VICTOR CUPSA : UN GRAND PEINTRE NOUS A QUITTÉS

Dans mon bureau où règne son portrait sous lequel je travaille j’apprends il y a quelques minutes le décès d’un grand artiste, le peintre Victor Cupsa, qui fut l’un de mes grands amis. Je ne l’ai connu que depuis une douzaine d’années. Elles furent intenses. Intenses aussi furent les derniers jours où je l’ai suivi jusque dans les derniers moments où la conscience était encore présente. Je n’oublierai jamais son sourire lors de nos adieux. Sa femme depuis 57 ans, Monique, a recueilli son dernier souffle. Elle fut merveilleuse, de courage, de dignité.

Parler d’un peintre, ce n’est pas seulement lancer quelques lignes sur ses créations, si intéressantes soient-elles, venant d’un critique de belle tenue. Ce n’est pas mon cas. Ce n’est pas non plus reprendre la notice le concernant sur Wikipédia. Par contre, je puis dire que ma rencontre avec son œuvre, par l’intermédiaire d’un de ses plus vieux amis, fut pour moi un choc esthétique et moral de première grandeur. Le drame de la vie était là, devant moi, éclatant, plus fort que des livres entiers de longues explications sur le grand drame du XXe siècle que fut l’extension mortelle du communisme. Le premier tableau qui m’éclaira fut son triptyque Requiem en hommage aux victimes du communisme, éclairant sa salle à manger où nous eûmes des heures de bonheur.

Victor, naquit en 1932 en Roumanie, à Dej, ville d’une quinzaine de milliers d’habitants dans la région historique de Transylvanie. Il y eut la « grande chance historique » de subir l’invasion de l’Allemagne nazie, suivie de celle de la Russie communiste. Au milieu de cela, la mort des chevaux qu’il aimait tant, la disparition de la ferme familiale, les évacuations forcées, du jour au lendemain, la dégradation des hommes de bien, des notables, de ceux qui osaient « ne pas applaudir ». Voilà de quoi vous forger un homme. Mais pour forger un homme, n’oublions pas qu’il faut porter le fer au feu et le battre. Ce sont des souffrances qui ne s’oublient pas. Ce sont aussi des forces profondes qui permettent de sentir toute la valeur de moments que d’autres, plus chanceux – en théorie – ne connaîtront jamais.

Ainsi, je me rappelle son bonheur lorsqu’il évoquait ses promenades en petit bateau, sur le delta du Danube, alors parfaitement sauvage.

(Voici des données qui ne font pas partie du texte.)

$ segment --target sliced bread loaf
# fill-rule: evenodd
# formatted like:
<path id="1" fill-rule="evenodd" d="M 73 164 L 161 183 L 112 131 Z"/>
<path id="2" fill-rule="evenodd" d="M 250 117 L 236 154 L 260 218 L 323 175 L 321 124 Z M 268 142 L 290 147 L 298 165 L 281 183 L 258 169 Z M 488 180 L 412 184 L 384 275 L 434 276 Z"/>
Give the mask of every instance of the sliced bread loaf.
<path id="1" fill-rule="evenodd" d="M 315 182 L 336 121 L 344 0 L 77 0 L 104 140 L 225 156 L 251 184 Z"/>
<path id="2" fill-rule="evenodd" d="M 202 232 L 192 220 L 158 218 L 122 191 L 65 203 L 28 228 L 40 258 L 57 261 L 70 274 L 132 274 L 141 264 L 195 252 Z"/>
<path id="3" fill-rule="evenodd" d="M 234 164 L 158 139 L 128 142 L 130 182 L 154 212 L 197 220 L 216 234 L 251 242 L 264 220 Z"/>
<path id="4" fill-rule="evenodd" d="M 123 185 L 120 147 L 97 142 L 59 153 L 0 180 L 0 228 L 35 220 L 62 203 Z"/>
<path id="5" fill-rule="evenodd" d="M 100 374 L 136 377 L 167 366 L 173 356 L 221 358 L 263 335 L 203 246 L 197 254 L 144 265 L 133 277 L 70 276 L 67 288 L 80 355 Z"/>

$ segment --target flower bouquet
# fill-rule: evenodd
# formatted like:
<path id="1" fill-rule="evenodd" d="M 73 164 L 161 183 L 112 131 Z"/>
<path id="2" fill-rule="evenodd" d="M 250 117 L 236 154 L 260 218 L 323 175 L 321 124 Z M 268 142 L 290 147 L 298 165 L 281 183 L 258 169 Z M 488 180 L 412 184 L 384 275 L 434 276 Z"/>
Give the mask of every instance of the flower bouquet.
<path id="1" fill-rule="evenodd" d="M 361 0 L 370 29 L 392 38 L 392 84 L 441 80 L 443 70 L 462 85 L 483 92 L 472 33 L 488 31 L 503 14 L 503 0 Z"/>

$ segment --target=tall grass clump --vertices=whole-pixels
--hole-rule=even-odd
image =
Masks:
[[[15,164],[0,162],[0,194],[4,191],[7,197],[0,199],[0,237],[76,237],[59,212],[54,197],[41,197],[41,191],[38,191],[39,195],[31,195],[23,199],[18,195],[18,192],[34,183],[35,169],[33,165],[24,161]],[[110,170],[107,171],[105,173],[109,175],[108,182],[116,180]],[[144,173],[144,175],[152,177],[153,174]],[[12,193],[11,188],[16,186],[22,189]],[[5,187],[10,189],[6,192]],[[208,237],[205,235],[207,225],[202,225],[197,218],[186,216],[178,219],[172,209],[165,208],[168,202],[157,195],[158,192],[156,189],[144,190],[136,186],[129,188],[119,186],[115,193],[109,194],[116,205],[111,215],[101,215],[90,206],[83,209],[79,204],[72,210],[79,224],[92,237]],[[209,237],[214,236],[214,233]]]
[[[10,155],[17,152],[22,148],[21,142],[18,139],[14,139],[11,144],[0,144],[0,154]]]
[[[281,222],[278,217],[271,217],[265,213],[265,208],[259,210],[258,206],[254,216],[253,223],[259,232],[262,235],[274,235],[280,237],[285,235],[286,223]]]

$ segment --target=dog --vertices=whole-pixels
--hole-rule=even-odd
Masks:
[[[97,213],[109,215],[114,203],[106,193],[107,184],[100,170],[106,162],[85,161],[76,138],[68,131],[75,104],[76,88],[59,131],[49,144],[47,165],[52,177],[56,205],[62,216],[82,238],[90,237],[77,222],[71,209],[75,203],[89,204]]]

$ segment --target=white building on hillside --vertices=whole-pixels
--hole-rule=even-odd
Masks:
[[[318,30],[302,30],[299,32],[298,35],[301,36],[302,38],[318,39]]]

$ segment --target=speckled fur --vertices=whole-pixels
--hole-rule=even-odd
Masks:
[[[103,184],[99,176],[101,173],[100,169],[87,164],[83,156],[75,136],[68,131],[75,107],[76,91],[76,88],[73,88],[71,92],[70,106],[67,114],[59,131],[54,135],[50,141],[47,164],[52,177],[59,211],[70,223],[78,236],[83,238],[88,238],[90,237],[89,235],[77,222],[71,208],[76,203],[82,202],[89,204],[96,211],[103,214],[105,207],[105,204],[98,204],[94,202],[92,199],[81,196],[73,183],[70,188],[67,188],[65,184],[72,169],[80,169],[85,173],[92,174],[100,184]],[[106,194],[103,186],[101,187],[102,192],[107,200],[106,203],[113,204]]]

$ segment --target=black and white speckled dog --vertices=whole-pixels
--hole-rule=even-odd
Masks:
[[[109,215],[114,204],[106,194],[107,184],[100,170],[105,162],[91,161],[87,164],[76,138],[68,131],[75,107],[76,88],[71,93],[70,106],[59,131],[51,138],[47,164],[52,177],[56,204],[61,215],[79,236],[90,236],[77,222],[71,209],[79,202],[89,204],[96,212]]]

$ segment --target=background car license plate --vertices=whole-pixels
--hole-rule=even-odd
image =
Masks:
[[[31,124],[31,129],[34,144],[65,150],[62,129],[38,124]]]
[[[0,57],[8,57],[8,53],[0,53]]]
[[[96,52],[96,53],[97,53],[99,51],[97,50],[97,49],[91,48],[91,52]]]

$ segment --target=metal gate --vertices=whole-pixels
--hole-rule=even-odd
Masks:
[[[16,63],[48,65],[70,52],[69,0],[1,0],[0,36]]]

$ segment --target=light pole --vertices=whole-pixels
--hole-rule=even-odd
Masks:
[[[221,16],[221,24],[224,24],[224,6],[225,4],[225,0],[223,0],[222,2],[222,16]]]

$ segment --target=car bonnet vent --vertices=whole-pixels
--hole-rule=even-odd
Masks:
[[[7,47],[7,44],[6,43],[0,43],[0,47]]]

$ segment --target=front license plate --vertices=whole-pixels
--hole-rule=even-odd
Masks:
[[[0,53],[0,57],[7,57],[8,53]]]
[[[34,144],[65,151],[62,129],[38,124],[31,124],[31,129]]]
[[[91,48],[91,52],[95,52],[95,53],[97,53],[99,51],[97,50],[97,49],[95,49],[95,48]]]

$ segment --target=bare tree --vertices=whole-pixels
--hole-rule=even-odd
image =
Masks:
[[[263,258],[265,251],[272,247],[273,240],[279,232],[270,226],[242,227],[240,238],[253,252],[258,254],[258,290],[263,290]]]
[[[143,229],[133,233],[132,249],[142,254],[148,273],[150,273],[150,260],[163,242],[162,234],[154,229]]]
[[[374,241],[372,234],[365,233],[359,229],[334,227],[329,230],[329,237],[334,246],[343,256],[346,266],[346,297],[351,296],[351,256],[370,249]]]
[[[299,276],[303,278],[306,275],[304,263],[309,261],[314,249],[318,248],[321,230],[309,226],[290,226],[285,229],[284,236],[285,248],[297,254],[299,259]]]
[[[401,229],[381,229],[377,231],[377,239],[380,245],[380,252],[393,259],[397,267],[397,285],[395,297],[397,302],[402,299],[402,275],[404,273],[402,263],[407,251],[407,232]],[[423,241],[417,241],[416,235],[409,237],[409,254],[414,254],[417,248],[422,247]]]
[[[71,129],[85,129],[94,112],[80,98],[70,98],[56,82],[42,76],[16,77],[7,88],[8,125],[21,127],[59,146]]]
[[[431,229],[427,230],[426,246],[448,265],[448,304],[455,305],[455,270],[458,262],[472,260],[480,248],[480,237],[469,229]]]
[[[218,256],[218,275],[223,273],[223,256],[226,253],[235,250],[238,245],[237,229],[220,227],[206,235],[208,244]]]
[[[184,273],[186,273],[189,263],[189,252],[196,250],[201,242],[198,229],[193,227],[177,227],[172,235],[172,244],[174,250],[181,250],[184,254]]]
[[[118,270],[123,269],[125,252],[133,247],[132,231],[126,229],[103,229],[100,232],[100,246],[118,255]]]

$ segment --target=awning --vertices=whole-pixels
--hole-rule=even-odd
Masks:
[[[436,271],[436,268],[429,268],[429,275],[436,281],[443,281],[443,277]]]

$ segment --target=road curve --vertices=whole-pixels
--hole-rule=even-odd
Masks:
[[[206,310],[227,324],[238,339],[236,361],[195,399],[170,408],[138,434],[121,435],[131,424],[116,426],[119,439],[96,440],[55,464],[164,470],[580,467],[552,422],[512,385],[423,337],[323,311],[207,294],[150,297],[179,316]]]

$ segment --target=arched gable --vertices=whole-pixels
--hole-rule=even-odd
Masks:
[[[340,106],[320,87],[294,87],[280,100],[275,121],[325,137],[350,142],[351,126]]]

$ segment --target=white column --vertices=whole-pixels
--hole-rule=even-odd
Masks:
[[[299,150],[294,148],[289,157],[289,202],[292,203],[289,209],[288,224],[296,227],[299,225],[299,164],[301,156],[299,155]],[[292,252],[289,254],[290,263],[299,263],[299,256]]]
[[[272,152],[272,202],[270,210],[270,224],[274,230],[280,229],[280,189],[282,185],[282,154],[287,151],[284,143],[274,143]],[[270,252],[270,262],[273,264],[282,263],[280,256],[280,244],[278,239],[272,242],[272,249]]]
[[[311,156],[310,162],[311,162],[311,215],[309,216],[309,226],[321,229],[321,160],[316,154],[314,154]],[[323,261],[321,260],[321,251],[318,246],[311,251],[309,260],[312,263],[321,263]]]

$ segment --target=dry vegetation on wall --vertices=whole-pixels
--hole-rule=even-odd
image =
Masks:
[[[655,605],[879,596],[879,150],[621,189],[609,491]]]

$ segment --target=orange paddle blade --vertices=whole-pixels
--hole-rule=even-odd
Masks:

Un autre de ses bonheurs fut d’offrir son Requiem (dédié aux victimes de la catastrophe que représente le communisme dans tous les pays où il a exercé le pouvoir) au mémorial de Sighet des victimes du communisme et de la résistance de Roumanie. L’œuvre est située dans la salle d’accueil des visiteurs du Cimetière des Pauvres – Nécropole des sans sépulture1. Cela correspond très bien à l’esprit de Victor. Mais en réalité, les personnages qui se trouvent dans son triptyque, lui, les connaissait, et certains de sa famille.

Victor ne se vantait pas. Il fallait le découvrir peu à peu. Ce fut un « homme de cheval » par tradition familiale et dans la suite de sa vie. Ses chevaux lui offrirent de merveilleux moments de bonheur, mais aussi une peine parmi les plus grandes : la mort sous lui, de son cheval préféré, Hortal, un arabe de grande lignée.

Victor aurait dû être reconnu comme un peintre majeur de France. Cela n’a pas été. Arrivé à Paris, en provenance d’un pays communiste, il avait commencé à être accepté par de « bons camarades ». Jusqu’à ce que ceux-ci découvrent qu’il avait fui le régime dont lui connaissait les crimes. Alors il fut considéré comme un traître, et « excommunié ». Si bien qu’il dut une grande partie de sa subsistance à son accueil dans une galerie suisse. De cela, il me parlait encore il y a peu comme d’une grande douleur.

J’aurais encore tellement de choses à dire sur cet homme d’exception. Maintenant, ses œuvres parlent pour lui.

Ses livres :

Chemin à travers tableaux (éditions Lettropolis) que j’ai réalisé.

Solstice d’hiver, Solde de tout compte (Yveline éditions)

Et son œuvre peint que je résume ainsi : La vie malgré et par le malheur.

Repose en paix, Victor… avec ton vieil Hortal

Et pour nous accompagner, il nous reste ton Arbre de vie.